The party had dwindled to four on stage, but it actually felt more like a party this time around. And even though the show did not sell out, the crowd that did show up in the end was almost 40,000 strong — and certainly wasn't lacking in enthusiasm.

We already learned in 2013 that — unlike all other boy bands since the dawn of man — the lads of 1D don't wear fancy matching suits or work up synchronized dance moves in concert. They dress like they just got off work from a sub shop, and they work the stage like five, er, four individual rock stars. Opening act Icona Pop, a two-woman Swedish dance-pop group, sharply contrasted the boys' approach with both a glitzy wardrobe and hyperactive dancing.

However, there was something more in sync — no pun intended — with the way the 1D fellas worked the stage.
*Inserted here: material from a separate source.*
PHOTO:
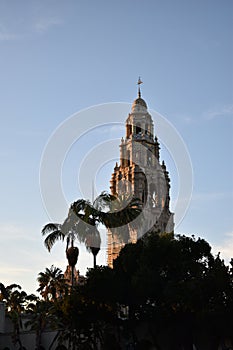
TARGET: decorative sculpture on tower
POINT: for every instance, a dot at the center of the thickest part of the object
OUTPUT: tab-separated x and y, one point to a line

Perhaps with an eye to sparking their post-1D solo careers, they appeared a lot more energetic and invested. Or at least leading hunk Harry Styles couldn't be seen on stage checking his phone for texts like he was at Target Center.

"Our job is to entertain you the best we can," Styles told the crowd early on. "Your job is to have the best time you can."

Styles and his bandmates took the stage in unison for "Clouds," a fitting opening choice from last year's album "Four" with the hook, "Here we go again." By the second song "Steal My Girl," though, they all dispersed to the far corners of the stage, with flannel-clad, short-haired Liam Payne immediately heading to the end of the long runway as if to let us know his would be the cockiest, smarmiest presence in the show.

The rest of 1D — also including guitar-strumming nice-guy blondie Niall Horan and shaggy-headed, wry-witted Louis Tomlinson — joined Liam at the far end of the arena for "Little Black Dress" and stayed for several more songs. Early on, it looked as if the Groupon ticket buyers had also lucked into the better seats. The cheap seats even got the first blast of confetti during one of the catchiest pop anthems of the night, "Stockholm Syndrome."

Over the course of the two-hour performance, though, the guys eventually changed positions aplenty, and the music roamed around, too — from Bon Jovi-like rousing rockers such as "Alive" to the sticky-sweet and hyper-melodic "Fireproof" to several gushing power ballads, including "Little Things" and "Don't Forget Where You Belong." They delivered the latter tune mid-show all seated in a circle around Horan's acoustic guitar in the middle of the runway.

As fluffy pop goes, the songs from "Four" proved a little more substantive and still plenty catchy in concert, and the four singers' harmonies still fit together as organically as when Simon Cowell plucked them off England's "X Factor." They can't dance, but they really can sing.

By the time the show got to 1D's breakout 2011 hit "What Makes You Beautiful" (a few songs before the encore), all four singers were finally standing side by side at the center of the stage, as close together as they seemed when they first warmed our hearts. They also stuck close for the encore opener "You and I," although by song's end it really seemed like they were trying to outdo each other's falsetto singing.

Place your bets now on those solo careers, but don't count 1D out as a beaten dead horse just yet.